States of Matter - SS1 Chemistry Past Questions and Answers - page 4

Solids and liquids are two of the three fundamental states of matter, each possessing distinct properties that contribute to their unique behaviour.

Properties of Solids:

-       Structural arrangement: Solids have a highly ordered arrangement of particles. The particles in a solid are closely packed, forming a regular pattern or lattice structure. This ordered arrangement gives solids their definite shape and volume.

-       Strong intermolecular forces: The intermolecular forces in solids are relatively strong, leading to high cohesion between particles. These forces result in solids retaining their shape and exhibiting rigidity.

-       Incompressibility: Solids are virtually incompressible, meaning their volume does not easily change under the application of external pressure. The tightly packed particles in solids prevent significant changes in volume.

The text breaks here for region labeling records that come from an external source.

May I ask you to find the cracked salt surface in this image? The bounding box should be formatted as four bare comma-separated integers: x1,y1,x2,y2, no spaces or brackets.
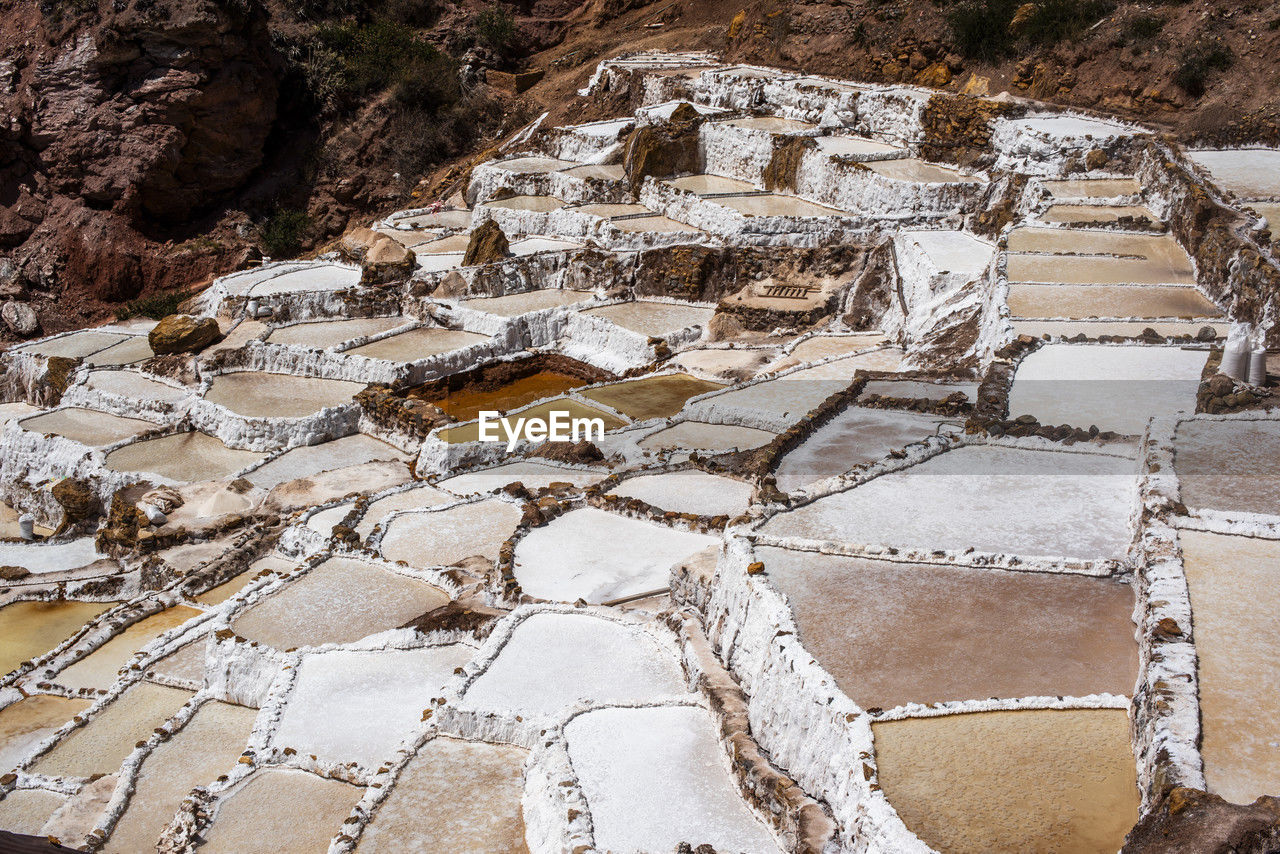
515,507,719,603
462,613,687,717
273,644,475,768
564,707,781,853
760,446,1137,560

-       Lack of fluidity: Solids do not flow, as the particles are held in fixed positions by intermolecular forces. They can only vibrate around their equilibrium positions.

Properties of Liquids:

-       Structural arrangement: Liquids have a less ordered arrangement of particles compared to solids. The particles in a liquid are still close together but can move past each other, allowing for fluidity.

-       Weaker intermolecular forces: The intermolecular forces in liquids are weaker than in solids. While these forces still exist, they are not strong enough to maintain a fixed shape. Liquids take the shape of their container.

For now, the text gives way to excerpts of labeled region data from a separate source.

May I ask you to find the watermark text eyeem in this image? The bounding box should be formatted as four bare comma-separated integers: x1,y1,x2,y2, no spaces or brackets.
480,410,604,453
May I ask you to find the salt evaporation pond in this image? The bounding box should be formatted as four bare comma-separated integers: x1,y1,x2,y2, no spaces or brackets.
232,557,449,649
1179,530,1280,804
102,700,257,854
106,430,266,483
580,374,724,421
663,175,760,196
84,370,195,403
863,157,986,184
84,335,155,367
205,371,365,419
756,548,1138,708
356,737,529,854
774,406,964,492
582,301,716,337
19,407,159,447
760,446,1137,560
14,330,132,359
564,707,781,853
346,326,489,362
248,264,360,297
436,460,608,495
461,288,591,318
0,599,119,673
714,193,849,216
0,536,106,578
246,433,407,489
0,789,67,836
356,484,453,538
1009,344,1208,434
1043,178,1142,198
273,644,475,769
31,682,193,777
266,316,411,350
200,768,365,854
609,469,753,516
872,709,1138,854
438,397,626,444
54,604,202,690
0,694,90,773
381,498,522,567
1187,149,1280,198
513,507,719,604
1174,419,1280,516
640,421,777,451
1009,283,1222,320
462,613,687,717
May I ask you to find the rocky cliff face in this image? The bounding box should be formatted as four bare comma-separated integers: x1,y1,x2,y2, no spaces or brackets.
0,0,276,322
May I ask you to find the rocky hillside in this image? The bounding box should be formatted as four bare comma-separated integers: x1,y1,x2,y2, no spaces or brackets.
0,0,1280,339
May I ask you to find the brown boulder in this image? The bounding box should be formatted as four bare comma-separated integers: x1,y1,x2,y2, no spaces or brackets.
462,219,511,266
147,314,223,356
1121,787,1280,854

-       Compressibility: Liquids are generally considered to be incompressible, although they can be compressed to a small extent under high pressures. The relatively close packing of particles in liquids allows for slight changes in volume.

-       Ability to flow: Liquids have the ability to flow and take the shape of their container. The particles can move past each other, allowing liquids to pour and spread.

Surface tension is a property of liquids that arises due to the cohesive forces between liquid molecules at the liquid-gas interface. It is defined as the force per unit length acting parallel to the surface of a liquid.

The significance of surface tension in liquids can be understood through the following points:

-       Surface tension and droplet formation: Surface tension enables liquids to form droplets. Due to the cohesive forces between liquid molecules, liquids tend to minimise their surface area, forming spherical droplets with the smallest possible surface area.

-       Capillary action: Surface tension plays a crucial role in capillary action, the ability of a liquid to flow against the force of gravity in narrow tubes or capillaries. The cohesive forces cause the liquid to rise or fall in the capillary, depending on the relative strength of adhesive forces between the liquid and the capillary walls.

-       Meniscus formation: Surface tension causes the formation of a curved surface at the boundary between a liquid and a solid or a liquid and a gas. This curved surface is known as a meniscus and can be observed, for example, in a glass of water, where the water level is higher at the edges due to the adhesive forces between the water and the glass.

-       Bubble formation and stability: Surface tension is responsible for the formation and stability of bubbles in liquids. The cohesive forces within the liquid pull the liquid molecules inward, creating a thin film across the bubble's surface and allowing it to retain its shape.

Understanding surface tension is crucial in various practical applications, such as the functioning of soap bubbles, the rise of water in plants through capillary action, the operation of ink pens based on capillary action, and the use of detergents to reduce surface tension and improve wetting ability.